The motor MG1 and the motor MG2 are both configured as well-known synchronous generator motors that can be driven as generators and can be driven as motors, and exchange power with the battery 50 via inverters 41 and 42. The power line 54 connecting the inverters 41 and 42 and the battery 50 is configured as a positive electrode bus and a negative electrode bus shared by the inverters 41 and 42, and the electric power generated by one of the motors MG1 and MG2 It can be consumed by a motor. Therefore, battery 50 is charged / discharged by electric power generated from one of motors MG1 and MG2 or insufficient electric power. If the balance of electric power is balanced by the motors MG1 and MG2, the battery 50 is not charged / discharged. The motors MG1 and MG2 are both driven and controlled by a motor electronic control unit (hereinafter referred to as a motor ECU) 40. The motor ECU 40 detects signals necessary for driving and controlling the motors MG1 and MG2, such as signals from rotational position detection sensors 43 and 44 that detect the rotational positions of the rotors of the motors MG1 and MG2, and current sensors (not shown). The phase current applied to the motors MG1 and MG2 to be applied is input, and a switching control signal to the inverters 41 and 42 is output from the motor ECU 40. The motor ECU 40 is in communication with the hybrid electronic control unit 70, controls the driving of the motors MG1 and MG2 by a control signal from the hybrid electronic control unit 70, and, if necessary, data on the operating state of the motors MG1 and MG2. Output to the hybrid electronic control unit 70.

  The battery 50 is managed by a battery electronic control unit (hereinafter referred to as a battery ECU) 52. The battery ECU 52 receives signals necessary for managing the battery 50, for example, a voltage between terminals from a voltage sensor (not shown) installed between terminals of the battery 50, and a power line 54 connected to the output terminal of the battery 50. The charging / discharging current from the attached current sensor (not shown), the battery temperature Tb from the temperature sensor 51 attached to the battery 50, and the like are input.

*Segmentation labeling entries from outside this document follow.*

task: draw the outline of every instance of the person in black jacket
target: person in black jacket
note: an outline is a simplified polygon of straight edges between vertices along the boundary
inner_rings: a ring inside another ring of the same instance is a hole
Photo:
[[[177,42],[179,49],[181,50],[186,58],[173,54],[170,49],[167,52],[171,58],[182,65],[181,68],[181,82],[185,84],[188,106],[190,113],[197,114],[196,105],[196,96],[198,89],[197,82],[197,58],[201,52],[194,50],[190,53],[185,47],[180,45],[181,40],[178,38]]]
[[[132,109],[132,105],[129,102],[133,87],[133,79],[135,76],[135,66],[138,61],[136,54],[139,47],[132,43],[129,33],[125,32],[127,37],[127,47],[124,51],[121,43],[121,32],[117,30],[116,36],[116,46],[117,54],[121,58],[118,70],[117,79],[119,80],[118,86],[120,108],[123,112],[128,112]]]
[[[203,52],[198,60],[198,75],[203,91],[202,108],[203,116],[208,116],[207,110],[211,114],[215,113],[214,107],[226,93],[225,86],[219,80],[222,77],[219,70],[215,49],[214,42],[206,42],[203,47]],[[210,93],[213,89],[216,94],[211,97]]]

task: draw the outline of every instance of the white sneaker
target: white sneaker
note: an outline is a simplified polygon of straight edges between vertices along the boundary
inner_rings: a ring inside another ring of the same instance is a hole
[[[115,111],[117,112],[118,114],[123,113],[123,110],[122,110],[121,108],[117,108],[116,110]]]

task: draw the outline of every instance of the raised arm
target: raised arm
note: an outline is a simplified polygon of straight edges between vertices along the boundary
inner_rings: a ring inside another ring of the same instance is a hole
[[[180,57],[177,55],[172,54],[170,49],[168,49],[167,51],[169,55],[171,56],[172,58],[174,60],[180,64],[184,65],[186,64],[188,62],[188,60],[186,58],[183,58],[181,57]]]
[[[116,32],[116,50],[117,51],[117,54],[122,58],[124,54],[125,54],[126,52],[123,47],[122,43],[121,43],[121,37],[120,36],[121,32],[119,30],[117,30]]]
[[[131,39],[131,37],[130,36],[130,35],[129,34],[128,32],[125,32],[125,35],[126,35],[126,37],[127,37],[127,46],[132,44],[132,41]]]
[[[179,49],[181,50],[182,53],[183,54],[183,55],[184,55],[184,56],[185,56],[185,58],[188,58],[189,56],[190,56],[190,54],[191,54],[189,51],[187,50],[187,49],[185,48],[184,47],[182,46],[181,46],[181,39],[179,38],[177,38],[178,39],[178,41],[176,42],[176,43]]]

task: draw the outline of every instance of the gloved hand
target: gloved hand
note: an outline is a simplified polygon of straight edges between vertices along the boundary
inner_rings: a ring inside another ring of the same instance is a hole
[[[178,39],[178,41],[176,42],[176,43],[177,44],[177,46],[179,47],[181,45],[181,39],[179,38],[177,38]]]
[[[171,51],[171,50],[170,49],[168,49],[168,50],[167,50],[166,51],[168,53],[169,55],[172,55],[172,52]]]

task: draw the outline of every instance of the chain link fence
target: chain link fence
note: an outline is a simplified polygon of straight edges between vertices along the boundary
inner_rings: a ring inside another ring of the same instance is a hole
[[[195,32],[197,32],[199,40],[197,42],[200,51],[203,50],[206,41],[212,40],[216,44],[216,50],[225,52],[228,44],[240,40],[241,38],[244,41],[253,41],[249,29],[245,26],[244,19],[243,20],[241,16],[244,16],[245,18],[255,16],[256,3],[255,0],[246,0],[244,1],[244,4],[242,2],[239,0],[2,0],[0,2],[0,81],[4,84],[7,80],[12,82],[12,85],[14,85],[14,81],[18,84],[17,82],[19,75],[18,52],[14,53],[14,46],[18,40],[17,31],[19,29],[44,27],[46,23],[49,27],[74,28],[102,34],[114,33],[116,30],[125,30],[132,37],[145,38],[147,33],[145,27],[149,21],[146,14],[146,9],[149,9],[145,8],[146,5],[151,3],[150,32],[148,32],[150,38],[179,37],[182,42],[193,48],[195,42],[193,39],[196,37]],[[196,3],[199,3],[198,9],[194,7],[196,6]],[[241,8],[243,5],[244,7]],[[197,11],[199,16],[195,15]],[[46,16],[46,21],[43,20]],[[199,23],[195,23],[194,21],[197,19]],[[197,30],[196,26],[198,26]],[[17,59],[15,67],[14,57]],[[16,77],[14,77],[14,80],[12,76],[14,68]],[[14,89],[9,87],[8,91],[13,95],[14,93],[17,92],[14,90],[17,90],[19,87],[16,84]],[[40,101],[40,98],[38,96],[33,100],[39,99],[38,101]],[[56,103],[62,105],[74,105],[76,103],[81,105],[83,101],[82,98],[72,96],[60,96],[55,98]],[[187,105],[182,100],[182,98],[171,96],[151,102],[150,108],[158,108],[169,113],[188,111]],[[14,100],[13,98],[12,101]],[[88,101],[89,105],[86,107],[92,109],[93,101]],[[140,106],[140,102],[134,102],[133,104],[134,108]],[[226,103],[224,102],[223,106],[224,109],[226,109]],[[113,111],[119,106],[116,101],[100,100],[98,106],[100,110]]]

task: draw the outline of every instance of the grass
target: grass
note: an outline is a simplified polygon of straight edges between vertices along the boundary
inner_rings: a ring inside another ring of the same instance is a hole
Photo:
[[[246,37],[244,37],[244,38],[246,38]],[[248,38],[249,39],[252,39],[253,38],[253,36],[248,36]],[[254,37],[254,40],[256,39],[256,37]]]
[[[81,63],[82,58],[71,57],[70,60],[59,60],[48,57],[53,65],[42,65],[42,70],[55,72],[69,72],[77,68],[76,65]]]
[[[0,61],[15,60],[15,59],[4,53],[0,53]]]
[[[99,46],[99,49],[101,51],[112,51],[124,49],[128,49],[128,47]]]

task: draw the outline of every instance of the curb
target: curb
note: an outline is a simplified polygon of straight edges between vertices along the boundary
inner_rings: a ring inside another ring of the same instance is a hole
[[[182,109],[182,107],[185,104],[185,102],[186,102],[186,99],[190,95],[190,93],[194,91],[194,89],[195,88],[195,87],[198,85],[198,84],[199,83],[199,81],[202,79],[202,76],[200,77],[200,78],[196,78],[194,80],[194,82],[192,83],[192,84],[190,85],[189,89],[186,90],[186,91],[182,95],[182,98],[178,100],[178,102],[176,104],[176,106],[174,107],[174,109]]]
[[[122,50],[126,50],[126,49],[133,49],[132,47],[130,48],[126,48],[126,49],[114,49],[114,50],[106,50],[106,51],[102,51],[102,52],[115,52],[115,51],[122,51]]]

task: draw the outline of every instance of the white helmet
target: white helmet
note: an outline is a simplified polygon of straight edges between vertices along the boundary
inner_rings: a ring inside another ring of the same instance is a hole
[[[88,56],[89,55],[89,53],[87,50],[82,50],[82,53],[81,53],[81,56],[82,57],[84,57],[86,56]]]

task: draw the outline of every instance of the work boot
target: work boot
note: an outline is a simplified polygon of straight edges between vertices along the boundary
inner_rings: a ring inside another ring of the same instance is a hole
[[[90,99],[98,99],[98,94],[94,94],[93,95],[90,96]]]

Output to the control unit 70. The battery ECU 52 also calculates the remaining capacity (SOC) based on the integrated value of the charge / discharge current detected by the current sensor in order to manage the battery 50.

  The hybrid electronic control unit 70 is configured as a microprocessor centered on the CPU 72, and in addition to the CPU 72, a ROM 74 for storing processing programs, a RAM 76 for temporarily storing data, an input / output port and communication not shown. And a port. The hybrid electronic control unit 70 includes an ignition signal from an ignition switch 80, a shift position SP from a shift position sensor 82 that detects the operation position of the shift lever 81, and an accelerator pedal position sensor 84 that detects the amount of depression of the accelerator pedal 83. On / off switch of the air conditioner 92 that air-conditions the passenger compartment 90, the brake pedal position BP from the brake pedal position sensor 86 that detects the depression amount of the brake pedal 85, the vehicle speed V from the vehicle speed sensor 88, A switch signal from the air conditioner switch 89) is input via the input port. As described above, the hybrid electronic control unit 70 is connected to the engine ECU 24, the motor ECU 40, the battery ECU 52, and the air conditioner 92 through the communication port, and the engine ECU 24, the motor ECU 40, the battery ECU 52, the air conditioner 92, and the various types. Control signals and data are exchanged.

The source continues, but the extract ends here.